The theme of Mental Health Awareness week is body image and its connection to good mental health.  Having body image concerns is a relatively common experience and is not a mental health problem in and of itself; however, it can be a risk factor for mental health problems. Research has found that higher body dissatisfaction is associated with a poorer quality of life, psychological distress and the risk of unhealthy eating behaviours. A recent online survey carried out by the Mental Health Foundation and YouGov in March 2019 found:

  • 20% of adults felt shame about their body, just over one third felt down or low and 19% felt disgusted because of their image
  • Over a third of UK adults have felt anxious and depressed because of concerns about their body image
  • One in eight adults experienced suicidal thoughts and feelings because of body image concerns
  • 22% of adults and 40% of teenagers said their body image concerns related to images they saw on social media

This is clearly an issue of growing concern. Inspire, the mental health charity of which I am Chairperson, believes that everyone should feel comfortable and confident in their own skin.  For those living with a mental ill health diagnosis connected to body image there are a number of therapeutic interventions and support on offer. Speaking to you GP about your concerns is an important first step.

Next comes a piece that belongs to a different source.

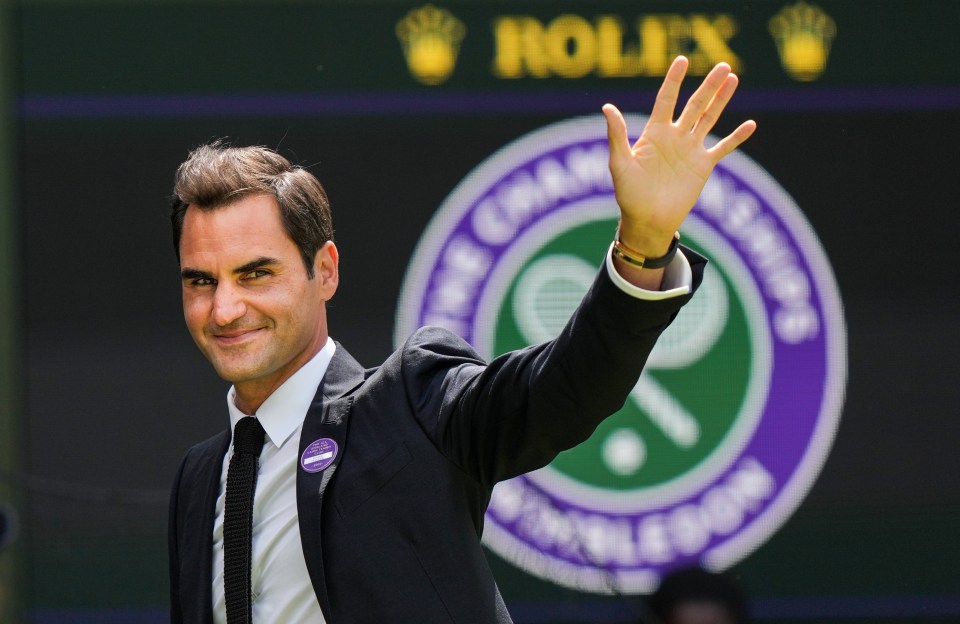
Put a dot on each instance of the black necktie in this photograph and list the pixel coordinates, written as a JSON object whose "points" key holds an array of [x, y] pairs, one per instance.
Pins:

For all of us,  the route to positive body image is connected to building our self-esteem.  This Mental Health Awareness Week at Inspire we are challenging everyone to make small changes to help foster a more accepting environment.

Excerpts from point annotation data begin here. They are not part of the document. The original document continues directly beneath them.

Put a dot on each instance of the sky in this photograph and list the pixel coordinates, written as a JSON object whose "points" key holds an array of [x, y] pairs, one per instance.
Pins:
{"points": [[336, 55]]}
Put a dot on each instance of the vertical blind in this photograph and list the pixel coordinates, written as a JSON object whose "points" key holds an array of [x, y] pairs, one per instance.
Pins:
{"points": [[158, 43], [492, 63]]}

Below are some ways that you can do this:

Talk about how you feel:

Talking about your feelings can help you stay in good mental health and help build resilience when you are feeling low. It is not a sign of weakness – it is taking ownership of your wellbeing. Talk to you GP or find a local support group to help you express how you are feeling. Change Your Mind have a downloadable resource - Mental Health: Ask. Listen. Talk which you can find here –

Be active:

Sometimes we need a little extra support to keep physically and mentally  well. There are five simple steps to help maintain and improve your wellbeing – think of them as your 'five a day' for wellbeing. This includes being active. A healthy, regular exercise routine can boost your self-esteem and help you sleep and feel better. For more information on your 5 wellbeing tips, check out

Surround yourself with ‘positive’:

Supportive family and friends can have a large boost to your confidence and help you deal with the stresses of life. Surround yourself with people who love and value you - this creates a positive atmosphere and will boost your confidence. Give a friend a call, or pop round to see your family for some fun and laughter.

Be mindful:

With online and offline media being at the forefront of our modern world, it can be hard to ignore the headlines and pictures. Be mindful of the messages you see and hear in the media and how they stereotype. No one is perfect, but be kinder to yourself and take the time to appreciate what makes you… you!

Accept who you are:

We are all different; but it is healthier to accept who you are than to wish you looked differently, or you were like someone else. Feeling good about yourself, recognising and accepting who you are and what you are great at, all helps boosts your confidence. Building your self-esteem helps you cope when life takes a difficult turn. Be proud of who you are.